A highly drug-resistant strain of tuberculosis which the rest of the world has been fighting for years has finally made its way to the US. It's not surprising that the disease has mutated; it's been around for thousands of years, and certainly in that time has learned a few tricks about survival. But the current crisis is of our own making, as we've overused and abused the "miracle" drugs used to treat it, allowing a mutation and resurgence. Read the linked article; it has an excellent history of the disease and the current status of the battle to treat it.
In the spring of my freshman year of college, I received an urgent call from the student health center. They needed me to come in immediately; I trotted over the couple of blocks to see what was up.
They put me through a very thorough third degree, although I had almost no information for them.
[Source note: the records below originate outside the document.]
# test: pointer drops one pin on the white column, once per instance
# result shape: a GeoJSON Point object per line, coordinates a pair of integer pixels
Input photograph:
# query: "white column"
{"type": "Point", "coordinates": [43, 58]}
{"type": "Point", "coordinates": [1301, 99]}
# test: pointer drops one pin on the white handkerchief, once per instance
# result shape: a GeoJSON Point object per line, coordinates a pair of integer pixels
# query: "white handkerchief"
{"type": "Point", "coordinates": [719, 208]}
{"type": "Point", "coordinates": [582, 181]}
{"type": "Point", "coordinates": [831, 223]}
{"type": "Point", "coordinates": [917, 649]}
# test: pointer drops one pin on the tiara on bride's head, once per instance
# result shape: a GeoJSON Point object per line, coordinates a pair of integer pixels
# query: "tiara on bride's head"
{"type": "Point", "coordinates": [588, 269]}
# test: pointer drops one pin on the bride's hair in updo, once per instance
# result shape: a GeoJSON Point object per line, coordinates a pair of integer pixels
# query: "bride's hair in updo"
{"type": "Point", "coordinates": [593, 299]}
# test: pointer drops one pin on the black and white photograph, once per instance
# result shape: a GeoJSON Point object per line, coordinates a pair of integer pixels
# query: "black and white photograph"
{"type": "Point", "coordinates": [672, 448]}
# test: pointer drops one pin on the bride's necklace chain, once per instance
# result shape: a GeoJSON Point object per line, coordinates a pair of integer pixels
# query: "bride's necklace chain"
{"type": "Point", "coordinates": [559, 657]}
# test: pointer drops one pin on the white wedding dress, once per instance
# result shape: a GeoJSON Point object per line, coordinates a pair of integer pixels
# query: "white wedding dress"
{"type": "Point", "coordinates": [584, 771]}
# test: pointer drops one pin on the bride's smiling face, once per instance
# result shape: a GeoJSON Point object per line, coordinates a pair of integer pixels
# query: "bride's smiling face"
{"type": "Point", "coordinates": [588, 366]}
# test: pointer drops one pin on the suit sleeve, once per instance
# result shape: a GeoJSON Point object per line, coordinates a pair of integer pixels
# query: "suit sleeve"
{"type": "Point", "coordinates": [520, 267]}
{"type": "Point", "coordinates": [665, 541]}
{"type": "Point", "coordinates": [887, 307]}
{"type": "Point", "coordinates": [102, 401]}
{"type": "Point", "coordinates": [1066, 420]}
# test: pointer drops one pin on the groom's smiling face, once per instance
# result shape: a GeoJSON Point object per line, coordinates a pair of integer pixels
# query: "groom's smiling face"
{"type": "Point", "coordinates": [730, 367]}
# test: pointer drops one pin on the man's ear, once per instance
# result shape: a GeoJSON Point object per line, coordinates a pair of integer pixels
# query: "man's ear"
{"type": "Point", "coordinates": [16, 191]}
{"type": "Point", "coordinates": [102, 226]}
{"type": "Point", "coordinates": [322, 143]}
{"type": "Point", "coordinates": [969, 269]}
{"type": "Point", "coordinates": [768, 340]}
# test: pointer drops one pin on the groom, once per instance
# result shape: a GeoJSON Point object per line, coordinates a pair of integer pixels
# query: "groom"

Apparently, somehow, from the basic health information provided to the school, they found out my mother had had TB. The HC flipped out a bit - and who could blame them? If I had been exposed, was sick without yet showing it, a virulent airborne disease could be making its way through ten thousand students.
I knew only basic information, which I relayed while they did the nasty scratch test. My mom had TB when she was an older teenager, and had been hospitalized (isolated in a ward with other TB patients to keep it from spreading) for somewhere between eleven and fifteen months before being declared cured and released. This was all seven or eight years before I was born.
A quick call to my mom (and a clear scratch test) set every one's mind at ease. The good scratch test (and a much more recent clear chest x-ray) indicate I'm also not a carrier; it's estimated that up to a third of the world's population may have latent cases, ten percent of which will turn active at some point.
The point of the story? Be careful to follow doctor and pharmacist instructions to the letter when taking antibiotics. If you have a constant, hacking cough, have it checked out sooner rather than later. As much as mankind would like to claim credit for eradicating certain diseases, the little bugs find ways to come back: don't take any chances.